February
26, 2001
Addictions Are
About Behavior, Not Disease
(part 1)
by Ilana
Mercer
When it comes to thinking about
addiction, opinions converge. Having
bought into the addiction industry's
mantra, so-called social progressives and
conservatives alike share the same
ideological hangover from the Prohibition
era, with a twist of AA sadism: all are
religious about abstinence, and all
accept as bible from Sinai the wisdom of
coercing addicts into treatment regimens.

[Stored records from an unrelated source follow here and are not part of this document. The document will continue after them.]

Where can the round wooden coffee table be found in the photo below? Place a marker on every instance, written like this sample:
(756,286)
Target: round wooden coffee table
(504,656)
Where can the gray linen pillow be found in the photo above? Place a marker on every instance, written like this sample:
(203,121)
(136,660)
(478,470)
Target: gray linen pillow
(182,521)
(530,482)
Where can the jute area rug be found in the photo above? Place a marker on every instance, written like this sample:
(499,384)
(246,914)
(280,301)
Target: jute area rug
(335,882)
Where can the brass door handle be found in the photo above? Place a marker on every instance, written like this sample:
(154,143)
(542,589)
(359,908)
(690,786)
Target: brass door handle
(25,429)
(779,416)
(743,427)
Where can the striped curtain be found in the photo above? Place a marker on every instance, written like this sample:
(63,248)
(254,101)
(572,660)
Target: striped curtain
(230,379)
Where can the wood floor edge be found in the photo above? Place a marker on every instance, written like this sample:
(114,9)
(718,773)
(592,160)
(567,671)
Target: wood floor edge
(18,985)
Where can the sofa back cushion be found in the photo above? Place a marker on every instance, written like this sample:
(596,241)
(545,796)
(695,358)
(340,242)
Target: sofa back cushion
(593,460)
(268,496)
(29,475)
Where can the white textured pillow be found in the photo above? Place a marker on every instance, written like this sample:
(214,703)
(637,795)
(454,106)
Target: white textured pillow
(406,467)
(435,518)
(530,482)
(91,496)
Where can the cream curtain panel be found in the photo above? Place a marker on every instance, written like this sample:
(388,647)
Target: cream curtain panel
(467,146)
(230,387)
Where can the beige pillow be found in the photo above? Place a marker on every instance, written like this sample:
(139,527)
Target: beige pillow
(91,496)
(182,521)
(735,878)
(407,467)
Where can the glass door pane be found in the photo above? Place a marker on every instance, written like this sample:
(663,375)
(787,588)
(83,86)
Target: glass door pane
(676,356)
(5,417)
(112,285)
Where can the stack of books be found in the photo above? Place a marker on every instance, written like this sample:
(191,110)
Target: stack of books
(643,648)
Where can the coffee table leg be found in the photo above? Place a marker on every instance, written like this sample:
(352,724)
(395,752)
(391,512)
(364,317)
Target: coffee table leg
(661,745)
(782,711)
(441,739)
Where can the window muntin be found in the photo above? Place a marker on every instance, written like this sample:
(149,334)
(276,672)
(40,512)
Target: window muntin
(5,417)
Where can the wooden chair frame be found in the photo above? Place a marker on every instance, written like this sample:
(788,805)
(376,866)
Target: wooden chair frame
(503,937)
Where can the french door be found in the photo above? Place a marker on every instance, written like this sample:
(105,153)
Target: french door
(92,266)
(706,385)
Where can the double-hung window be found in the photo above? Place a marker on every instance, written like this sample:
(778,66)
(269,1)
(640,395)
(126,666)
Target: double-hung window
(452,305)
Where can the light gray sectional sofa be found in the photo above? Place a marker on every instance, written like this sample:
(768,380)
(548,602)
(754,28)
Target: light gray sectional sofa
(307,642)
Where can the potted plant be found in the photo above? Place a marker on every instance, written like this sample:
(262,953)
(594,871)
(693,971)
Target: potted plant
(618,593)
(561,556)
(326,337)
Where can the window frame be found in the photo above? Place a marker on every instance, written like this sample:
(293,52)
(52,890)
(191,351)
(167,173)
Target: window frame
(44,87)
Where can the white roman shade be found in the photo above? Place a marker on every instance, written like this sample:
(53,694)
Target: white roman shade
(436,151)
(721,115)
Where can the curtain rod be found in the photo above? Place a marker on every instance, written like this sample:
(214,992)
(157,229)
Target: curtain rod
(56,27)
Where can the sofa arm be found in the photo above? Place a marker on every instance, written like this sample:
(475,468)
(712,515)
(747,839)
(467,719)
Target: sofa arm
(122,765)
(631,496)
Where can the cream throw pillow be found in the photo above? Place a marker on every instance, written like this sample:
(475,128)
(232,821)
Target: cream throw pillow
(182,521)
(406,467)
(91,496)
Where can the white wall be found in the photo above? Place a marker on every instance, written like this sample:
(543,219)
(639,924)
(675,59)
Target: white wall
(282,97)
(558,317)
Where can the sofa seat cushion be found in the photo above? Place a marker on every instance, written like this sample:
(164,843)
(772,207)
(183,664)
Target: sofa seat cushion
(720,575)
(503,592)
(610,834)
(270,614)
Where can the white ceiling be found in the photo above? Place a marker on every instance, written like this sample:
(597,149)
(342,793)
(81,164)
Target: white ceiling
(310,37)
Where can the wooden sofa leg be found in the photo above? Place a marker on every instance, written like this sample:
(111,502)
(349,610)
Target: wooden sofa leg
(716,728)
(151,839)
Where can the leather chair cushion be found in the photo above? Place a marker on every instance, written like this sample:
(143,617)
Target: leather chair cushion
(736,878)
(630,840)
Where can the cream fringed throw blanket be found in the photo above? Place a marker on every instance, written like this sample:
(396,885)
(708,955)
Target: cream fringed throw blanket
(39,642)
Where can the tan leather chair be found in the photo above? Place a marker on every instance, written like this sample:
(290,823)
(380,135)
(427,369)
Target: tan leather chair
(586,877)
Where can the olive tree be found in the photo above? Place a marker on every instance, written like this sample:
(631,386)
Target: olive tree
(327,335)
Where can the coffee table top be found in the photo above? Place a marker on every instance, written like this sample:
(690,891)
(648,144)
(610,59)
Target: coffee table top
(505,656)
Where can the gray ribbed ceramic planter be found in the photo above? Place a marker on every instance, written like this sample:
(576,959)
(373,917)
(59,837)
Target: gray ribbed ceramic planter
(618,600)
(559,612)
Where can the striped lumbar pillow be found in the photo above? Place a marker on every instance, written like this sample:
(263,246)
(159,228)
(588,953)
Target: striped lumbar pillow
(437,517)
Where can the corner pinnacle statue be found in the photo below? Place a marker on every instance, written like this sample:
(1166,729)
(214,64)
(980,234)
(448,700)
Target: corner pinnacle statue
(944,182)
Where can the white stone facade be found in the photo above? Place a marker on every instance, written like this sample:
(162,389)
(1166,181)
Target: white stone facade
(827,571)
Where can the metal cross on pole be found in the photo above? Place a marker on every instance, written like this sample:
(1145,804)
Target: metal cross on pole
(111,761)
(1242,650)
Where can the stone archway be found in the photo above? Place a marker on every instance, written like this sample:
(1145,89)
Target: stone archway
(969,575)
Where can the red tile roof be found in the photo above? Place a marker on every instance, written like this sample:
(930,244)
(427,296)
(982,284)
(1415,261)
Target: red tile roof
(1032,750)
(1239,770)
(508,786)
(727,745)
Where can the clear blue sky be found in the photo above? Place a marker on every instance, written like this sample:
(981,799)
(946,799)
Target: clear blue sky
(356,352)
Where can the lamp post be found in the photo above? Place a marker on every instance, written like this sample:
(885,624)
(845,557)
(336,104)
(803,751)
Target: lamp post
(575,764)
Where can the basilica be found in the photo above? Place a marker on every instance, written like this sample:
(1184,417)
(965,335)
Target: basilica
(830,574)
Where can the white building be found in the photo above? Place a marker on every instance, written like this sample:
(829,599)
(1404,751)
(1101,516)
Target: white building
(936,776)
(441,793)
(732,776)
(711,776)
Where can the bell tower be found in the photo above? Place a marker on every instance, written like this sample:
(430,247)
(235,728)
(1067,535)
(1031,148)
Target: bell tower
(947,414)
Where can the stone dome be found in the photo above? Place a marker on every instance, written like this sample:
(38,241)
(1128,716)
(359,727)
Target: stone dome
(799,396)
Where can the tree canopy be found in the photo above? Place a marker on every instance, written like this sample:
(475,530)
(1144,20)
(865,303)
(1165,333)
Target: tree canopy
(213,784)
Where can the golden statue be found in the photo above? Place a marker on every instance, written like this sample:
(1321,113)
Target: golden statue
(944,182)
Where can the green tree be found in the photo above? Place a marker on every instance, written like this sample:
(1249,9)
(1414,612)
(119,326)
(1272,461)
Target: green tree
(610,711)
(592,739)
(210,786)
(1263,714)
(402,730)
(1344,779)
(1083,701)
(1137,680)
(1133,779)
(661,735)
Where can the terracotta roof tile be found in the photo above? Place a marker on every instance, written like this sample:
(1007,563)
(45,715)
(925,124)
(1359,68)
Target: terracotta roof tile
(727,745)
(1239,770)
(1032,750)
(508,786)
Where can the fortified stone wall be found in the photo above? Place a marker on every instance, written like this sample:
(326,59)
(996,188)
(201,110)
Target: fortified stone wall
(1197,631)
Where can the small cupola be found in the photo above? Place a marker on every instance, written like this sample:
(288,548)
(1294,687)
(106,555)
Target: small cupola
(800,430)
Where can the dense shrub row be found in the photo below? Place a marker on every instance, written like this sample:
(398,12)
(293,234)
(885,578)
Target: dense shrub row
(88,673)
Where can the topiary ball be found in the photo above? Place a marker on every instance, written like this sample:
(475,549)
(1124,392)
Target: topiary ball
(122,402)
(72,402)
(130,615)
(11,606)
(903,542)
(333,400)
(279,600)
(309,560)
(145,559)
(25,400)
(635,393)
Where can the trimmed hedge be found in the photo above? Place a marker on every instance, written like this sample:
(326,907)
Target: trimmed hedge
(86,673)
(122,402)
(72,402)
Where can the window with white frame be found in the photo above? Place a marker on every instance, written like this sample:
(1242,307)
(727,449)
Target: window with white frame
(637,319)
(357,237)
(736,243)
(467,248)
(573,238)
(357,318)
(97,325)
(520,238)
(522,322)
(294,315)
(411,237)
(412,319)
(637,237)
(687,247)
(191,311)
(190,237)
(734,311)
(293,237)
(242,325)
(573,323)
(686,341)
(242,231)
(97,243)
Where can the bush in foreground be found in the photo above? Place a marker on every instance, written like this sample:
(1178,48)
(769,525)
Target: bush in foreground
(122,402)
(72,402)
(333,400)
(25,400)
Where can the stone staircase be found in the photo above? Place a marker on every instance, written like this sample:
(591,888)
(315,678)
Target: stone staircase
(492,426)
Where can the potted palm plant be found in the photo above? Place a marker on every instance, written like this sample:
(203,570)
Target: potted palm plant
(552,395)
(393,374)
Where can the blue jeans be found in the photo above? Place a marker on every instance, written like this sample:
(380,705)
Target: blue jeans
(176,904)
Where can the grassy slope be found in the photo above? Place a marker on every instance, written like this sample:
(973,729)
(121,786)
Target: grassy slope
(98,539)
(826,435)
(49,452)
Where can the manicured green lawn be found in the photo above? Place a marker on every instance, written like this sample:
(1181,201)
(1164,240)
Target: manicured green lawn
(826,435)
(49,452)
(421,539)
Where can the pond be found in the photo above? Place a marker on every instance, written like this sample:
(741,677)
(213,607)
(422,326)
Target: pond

But perhaps the greatest error made in
the attempt at humane formulations about
addiction is to cast as a disease what is
essentially a problem of behaviour.
The dangers of gathering more and more
behaviors under the disease label is not
something pharmacology moguls,
politicians or health care professionals
ruminate about, despite the ramifications
for a society already committed to a
morality lite and to diminished personal
responsibility. In his book Diseasing of
America, addiction researcher Stanton
Peele breaks with this tradition. Disease
conceptions of misbehavior are bad
science and morally and intellectually
sloppy, argues Peele. "Once we treat
alcoholism and addiction as diseases, we
cannot rule out that anything people do
but shouldn't is a disease, from crime to
excessive sexuality to
procrastination."
While the application of the medical
disease model to addictions was developed
to "remove the stigma from these
behaviours", there is NO genetic
marker for alcoholism or drug addiction.
Still, the misconception that these
behaviors are linked to a genetic
vulnerability is aired repeatedly by the
media, in the absence of evidence. The
rationale for using the disease model to
describe addiction even though it is
intellectually dishonest is that medical
treatment is effective.
Yet another deception. An overview of
controlled studies indicates that
"treated patients do not fare better
than untreated people with the same
problems." Of note is a
4500-subject-strong 1996 US
epidemiological study conducted by the
National Longitudinal Alcohol
Epidemiological Survey. Treated
alcoholics, it was found, were more
heavily alcohol dependent on average than
untreated alcoholics. Clearly a
behavioral problem cannot be remedied by
medical intervention. Addicts are cured
when they decide to give up the habit.
The disease conception of addiction
acts to isolate the noxious behavior from
the person. Thus when we claim that
drugs, much like the flu, "get a
hold" of you, we conveniently
deflect from that which mediates
behavior: personality, values, character
or lack thereof. Once someone becomes
involved with drugs, we explain
everything they do by saying it was due
to the drugs, forgetting, in the process
of this circular argument, that the
source of the addiction is the person and
not the drug. An honest look at drug-use
means we cannot separate it from the
person.
Heroin addicts are thus highly
disposed to having social problems even
before they become addicted; and truancy
and smoking behavior serve as good
predictors of future drug use.
With the disease label as a protective
rampart, addicts have taken to comparing
their "disease" with having,
let's say, diabetes or
cancer. How opting to shoot
up for the first time, then doing it
again, then stealing cash to get some,
even breaking and entering - mimic the
organic disease process in cancer or
diabetes is unclear.
As Peele explains, addictive disorders
are known only by the behaviors they
describe. In the absence of the ongoing
behavior there is no way of telling
whether the person is, or will be
addicted. "By claiming that
alcoholics are alcoholics even if they
haven't drunk for fifteen years,
alcoholism is made to seem less tied to
drinking behaviour and more like
cancer," but "a person does not
get over cancer by stopping a ...
behavior"... while "the sole
and essential indicator of successful
remission of alcoholism is that a person
ceases to drink".
It is unfortunate that the various
preventive programs school kids are
exposed to are delivered by equivocating
addicts-cum-activists who conveniently
convey that "It" can happen to
anyone, that kids have little control and
that once diagnosed as an addict, always
an addict. This sets in motion--where
there is already some drug use--a
self-defeating cycle of abstinence and
relapse, not to mention an overall rise
in drug related involvement.
Most youngsters outgrow their
occasional binges and turn into
responsible adults. For doing what they
do as a rite of passage, teens and
college students do not deserve to be
labeled diseased. What they do need is to
be held accountable for their behavior.
Failure to hold the person who strays
responsible for his actions means that
you cannot credit the person who doesn't.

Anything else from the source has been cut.